President Obama has commuted the sentence of several criminals including Bradley Manning, now known as Chelsea Manning. Law enforcement arrested Chelsea for stealing more than 70,000 classified documents and sending them to Wikileaks.

A military court convicted Manning to 35 years in prison. President Obama ruled out a pardon for Edward Snowden, former NSA contractor who violated the espionage act. Josh Earnest addressed the decision during his press announcement of the Manning commutation. President Obama commuted Manning’s sentence along with 209 other people serving time.


“Mr. Snowden has not filed paperwork to seek clemency from the administration.”

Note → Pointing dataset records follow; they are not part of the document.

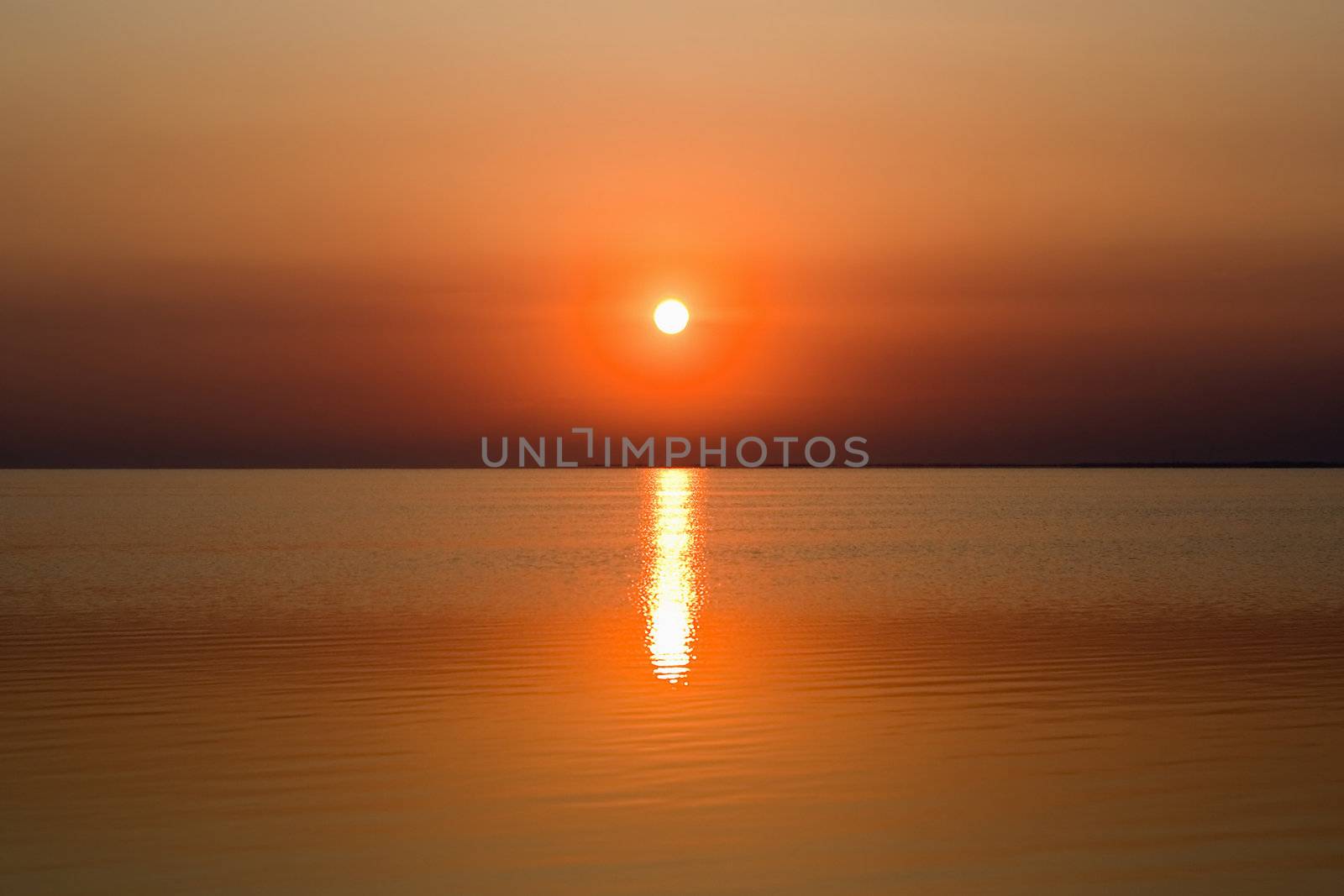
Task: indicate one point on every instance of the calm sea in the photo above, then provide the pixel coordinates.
(672, 681)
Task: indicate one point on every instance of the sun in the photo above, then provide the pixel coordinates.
(671, 316)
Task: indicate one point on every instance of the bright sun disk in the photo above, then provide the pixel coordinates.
(671, 316)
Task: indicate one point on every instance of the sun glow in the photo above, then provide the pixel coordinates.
(671, 316)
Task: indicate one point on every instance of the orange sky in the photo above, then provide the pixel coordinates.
(974, 233)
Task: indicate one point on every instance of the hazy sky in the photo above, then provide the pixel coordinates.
(360, 233)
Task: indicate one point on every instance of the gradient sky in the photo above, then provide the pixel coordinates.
(351, 234)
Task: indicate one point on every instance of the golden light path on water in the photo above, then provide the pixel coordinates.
(671, 591)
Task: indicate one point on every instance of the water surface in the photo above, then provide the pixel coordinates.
(672, 681)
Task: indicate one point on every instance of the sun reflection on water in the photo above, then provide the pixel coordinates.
(671, 589)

Manning is serving time at Fort. Leavenworth prison, which is an all male prison. Manning gained notoriety after leaking a video of a helicopter attacking civilians and journalists in Iraq in 2007 to Wikileaks. The video drew intense criticism for the deaths of innocent people from human rights activists and other political leaders. She copied hundreds of thousands of military incident logs from the Afghanistan and Iraq wars, which, among other things, exposed abuses of detainees by Iraqi military officers.

Manning was found guilty of 20 out of 22 possible charges, but avoided the charge of aiding the enemy, which would have sentenced him to life in prison. WikiLeaks said it would agree to a US extradition request for the site’s founder, Julian Assange, if Obama granted clemency to Manning. Republicans have expressed outrage over Obama’s decision to commute Manning’s sentence and have aired their grievances.

“This was grave harm to our national security. and Chelsea Manning is serving a sentence and should continue to serve that sentence,” Sen. Tom Cotton, R-Arkansas, told CNN’s Jake Tapper.

Officials rejected Manning’s request for a pardon in 2014, while Manning acknowledged it was too early to request one. Josh Earnest has said that President Obama would not issue any more controversial pardons as he leaves office on Friday and acknowledges the appearance of politically motivated last minute pardons and commutations.


“The president has been judicious about using this authority in a way that he believes is consistent with American interests and the pursuit of justice. And if we feel it is ever necessary for us to make that case, we’ll want to make sure that we have ample opportunity to make it,” Earnest said.

President-elect Donald Trump has raised the possibility that he may rescind the commutation.